Cerró los ojos, con ese gesto de dolor que Ayla había visto con tanta frecuencia en los últimos tiempos. Luego volvió a levantarse de un salto y volvió a caminar por la cueva.

–¡No aprendo nunca! Al día siguiente comprendí que, en verdad, no la amaba... ¡Pero ella estaba enamorada de mí! No debía enamorarse de mí. Así como yo no debía enamorarme de mi mujer-donii. Yo tenía que hacerla mujer, enseñarle lo que eran los Placeres, pero no enamorarla. Traté de no herir sus sentimientos, pero cuando logré hacérselo comprender, me di cuenta de que la había desilusionado.

Se detuvo frente a ella, casi gritando:

–¡Es un acto sagrado hacer de una niña una mujer, Ayla! Un deber, una responsabilidad, ¡y yo había vuelto a profanarlo! –echó a andar otra vez–. Y no fue la última vez. Me dije que no volvería a hacerlo, pero en la segunda oportunidad ocurrió lo mismo. Decidí no aceptar jamás ese papel, pues no lo merecía. Pero volvieron a elegirme y no pude negarme. Lo deseaba. Me elegían con frecuencia, y yo comencé a esperar esas ocasiones con ansias; me encantaban los sentimientos de amor de esa noche, aunque al día siguiente me detestara por haber utilizado a esas jóvenes y al rito de la Madre en beneficio propio.

Se detuvo cogido a uno de los postes que sostenían el secadero de hierbas y miró fijamente a Ayla.

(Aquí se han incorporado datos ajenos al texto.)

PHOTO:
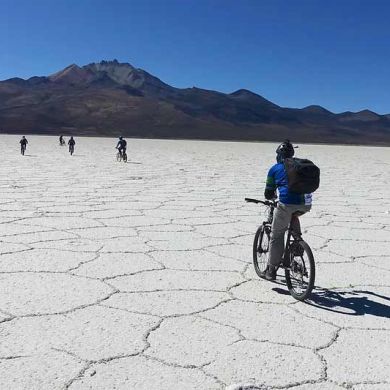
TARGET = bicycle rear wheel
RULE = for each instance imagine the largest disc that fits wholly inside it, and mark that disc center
(300, 274)
(261, 248)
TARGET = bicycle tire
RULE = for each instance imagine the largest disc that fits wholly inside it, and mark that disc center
(260, 259)
(297, 265)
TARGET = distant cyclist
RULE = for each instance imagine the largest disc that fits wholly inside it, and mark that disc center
(23, 144)
(71, 144)
(121, 146)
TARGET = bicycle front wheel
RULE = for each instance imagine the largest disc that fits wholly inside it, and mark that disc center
(300, 274)
(261, 248)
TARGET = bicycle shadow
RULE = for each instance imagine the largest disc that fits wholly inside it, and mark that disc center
(352, 302)
(349, 302)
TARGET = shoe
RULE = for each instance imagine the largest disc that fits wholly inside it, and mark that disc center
(269, 273)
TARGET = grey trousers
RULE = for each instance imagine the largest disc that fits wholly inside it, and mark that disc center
(282, 218)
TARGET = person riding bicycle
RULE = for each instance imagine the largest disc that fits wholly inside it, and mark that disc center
(23, 143)
(71, 144)
(290, 205)
(121, 145)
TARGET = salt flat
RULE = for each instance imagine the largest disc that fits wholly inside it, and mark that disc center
(139, 275)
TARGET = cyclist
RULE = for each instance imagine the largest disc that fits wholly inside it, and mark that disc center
(23, 144)
(290, 205)
(121, 146)
(71, 144)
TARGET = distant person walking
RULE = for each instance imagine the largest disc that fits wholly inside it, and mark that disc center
(23, 145)
(71, 144)
(122, 146)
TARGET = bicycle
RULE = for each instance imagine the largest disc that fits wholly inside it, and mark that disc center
(297, 260)
(121, 156)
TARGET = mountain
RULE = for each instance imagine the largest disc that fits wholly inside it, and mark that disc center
(111, 98)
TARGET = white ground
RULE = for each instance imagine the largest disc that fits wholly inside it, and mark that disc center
(139, 275)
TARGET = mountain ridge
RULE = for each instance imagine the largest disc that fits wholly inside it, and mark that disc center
(110, 97)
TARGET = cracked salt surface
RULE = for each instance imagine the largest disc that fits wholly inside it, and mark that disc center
(140, 276)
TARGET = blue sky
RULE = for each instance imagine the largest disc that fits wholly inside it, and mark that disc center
(293, 52)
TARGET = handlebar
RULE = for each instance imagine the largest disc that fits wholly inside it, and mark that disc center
(266, 203)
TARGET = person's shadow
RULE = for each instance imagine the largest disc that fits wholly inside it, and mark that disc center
(349, 302)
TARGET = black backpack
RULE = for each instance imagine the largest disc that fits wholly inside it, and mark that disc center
(303, 175)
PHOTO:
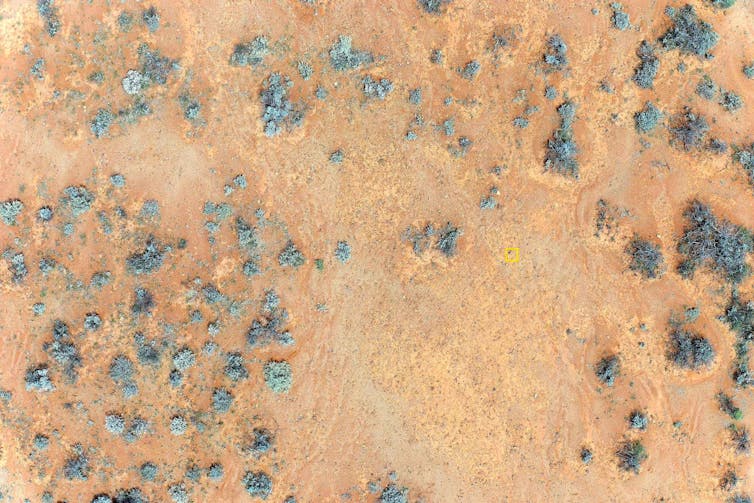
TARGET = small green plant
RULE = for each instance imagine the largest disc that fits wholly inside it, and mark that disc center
(631, 455)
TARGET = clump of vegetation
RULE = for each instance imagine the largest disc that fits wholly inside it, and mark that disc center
(10, 209)
(740, 437)
(555, 57)
(77, 466)
(154, 66)
(649, 65)
(561, 148)
(143, 301)
(434, 6)
(620, 18)
(178, 425)
(745, 157)
(721, 4)
(730, 101)
(78, 199)
(586, 455)
(690, 350)
(151, 19)
(257, 484)
(38, 379)
(749, 71)
(706, 88)
(729, 480)
(278, 110)
(728, 407)
(235, 369)
(631, 455)
(343, 56)
(394, 494)
(718, 243)
(740, 318)
(739, 498)
(100, 124)
(49, 14)
(607, 369)
(689, 34)
(471, 69)
(291, 256)
(147, 261)
(447, 239)
(222, 399)
(278, 375)
(343, 251)
(637, 420)
(688, 130)
(646, 258)
(647, 118)
(379, 88)
(250, 53)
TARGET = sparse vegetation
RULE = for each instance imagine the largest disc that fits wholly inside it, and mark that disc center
(728, 407)
(688, 130)
(561, 148)
(719, 244)
(278, 376)
(631, 455)
(745, 157)
(689, 350)
(607, 369)
(649, 65)
(250, 53)
(556, 54)
(689, 34)
(739, 435)
(647, 118)
(343, 56)
(646, 258)
(278, 110)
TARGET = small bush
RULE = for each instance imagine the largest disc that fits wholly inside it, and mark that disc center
(718, 243)
(637, 420)
(647, 118)
(745, 157)
(689, 350)
(9, 210)
(555, 57)
(727, 406)
(379, 88)
(344, 57)
(291, 256)
(646, 258)
(151, 19)
(649, 65)
(147, 261)
(688, 130)
(689, 34)
(257, 484)
(607, 369)
(739, 435)
(434, 6)
(394, 494)
(222, 399)
(561, 148)
(631, 455)
(278, 376)
(250, 53)
(278, 110)
(620, 19)
(586, 455)
(730, 101)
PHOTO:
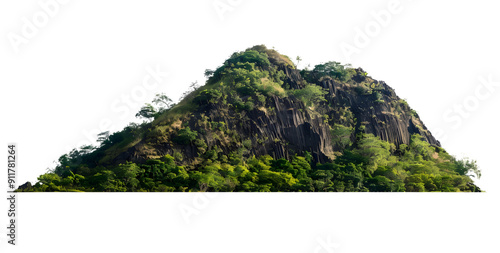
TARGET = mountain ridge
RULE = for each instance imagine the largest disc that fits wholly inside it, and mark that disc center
(261, 124)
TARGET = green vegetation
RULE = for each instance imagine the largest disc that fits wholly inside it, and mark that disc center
(371, 166)
(220, 137)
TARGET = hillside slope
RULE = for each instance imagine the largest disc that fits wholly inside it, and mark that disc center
(260, 124)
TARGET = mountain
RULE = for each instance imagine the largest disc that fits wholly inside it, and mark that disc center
(261, 124)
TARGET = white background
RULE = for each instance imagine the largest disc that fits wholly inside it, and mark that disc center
(71, 75)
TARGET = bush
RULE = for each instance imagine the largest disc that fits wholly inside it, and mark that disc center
(208, 96)
(185, 136)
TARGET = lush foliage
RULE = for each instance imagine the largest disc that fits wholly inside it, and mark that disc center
(207, 138)
(371, 166)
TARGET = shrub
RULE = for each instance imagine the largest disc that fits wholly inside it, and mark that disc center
(185, 136)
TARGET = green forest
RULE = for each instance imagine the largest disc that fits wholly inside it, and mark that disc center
(202, 143)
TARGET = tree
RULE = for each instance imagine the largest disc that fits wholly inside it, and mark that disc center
(163, 101)
(311, 94)
(192, 87)
(185, 136)
(209, 73)
(147, 111)
(298, 60)
(103, 136)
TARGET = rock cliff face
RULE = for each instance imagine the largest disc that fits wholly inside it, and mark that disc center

–Al cabo de un par de años me di cuenta de que algo andaba mal y comprendí que la Madre me estaba castigando. Los hombres de mi edad iban encontrando compañeras; se establecían y mostraban con orgullo a los hijos de sus hogares. Yo, en cambio, no encontraba a ninguna mujer a la que pudiera amar de esa manera. Conocía a muchas, gozaba de su compañía y de sus Placeres, pero sólo me enamoraba cuando no debía hacerlo: durante los Primeros Ritos... y sólo por esa noche.

Dejó caer la cabeza. Se la hizo levantar una suave risa que le sorprendió.

–Oh, Jondalar, pero si te has enamorado. Me amas, ¿verdad? ¿No comprendes? El castigo no era tal. Me estabas esperando. Te dije que mi tótem te trajo a mí. Tal vez también la Doni. Pero has tenido que cubrir un largo camino. Has tenido que esperar. Si te hubieras enamorado antes, jamás habrías venido. Jamás me habrías encontrado.

«¿Será verdad?», se preguntó Jondalar. Deseaba creerlo así. Por primera vez desde hacía años sintió aligerarse la carga de su espíritu. Una luz de esperanza cruzó su rostro.

–¿Y Zolena, mi mujer-donii?

–No creo que haya estado mal amarla, pero aun si eso iba en contra de vuestras costumbres, sufriste un castigo, Jondalar. Te alejaron del hogar. Eso ya ha pasado. No tienes por qué seguir recordando y castigándote.

–Pero las jóvenes, en los Primeros Ritos, que...

La expresión de Ayla se tornó severa.

–¿Sabes, Jondalar, lo horrible que es verse forzada la primera vez? ¿Sabes lo que es odiar y verse obligada a soportar algo que no es un Placer, sino un horrible y repugnante dolor? Tal vez no hubieras debido enamorarte de esas mujeres, pero para ellas ha de haber sido maravilloso que las trataras con suavidad, experimentar los Placeres que tan bien sabes dar y sentirse amadas en esa primera vez. Si les diste siquiera un poco de lo que me das a mí, les dejaste un bello recuerdo para atesorarlo durante el resto de su vida. ¡Oh, Jondalar, no les hiciste ningún daño! Hiciste siempre lo correcto. ¿Por qué crees que te elegían con tanta frecuencia?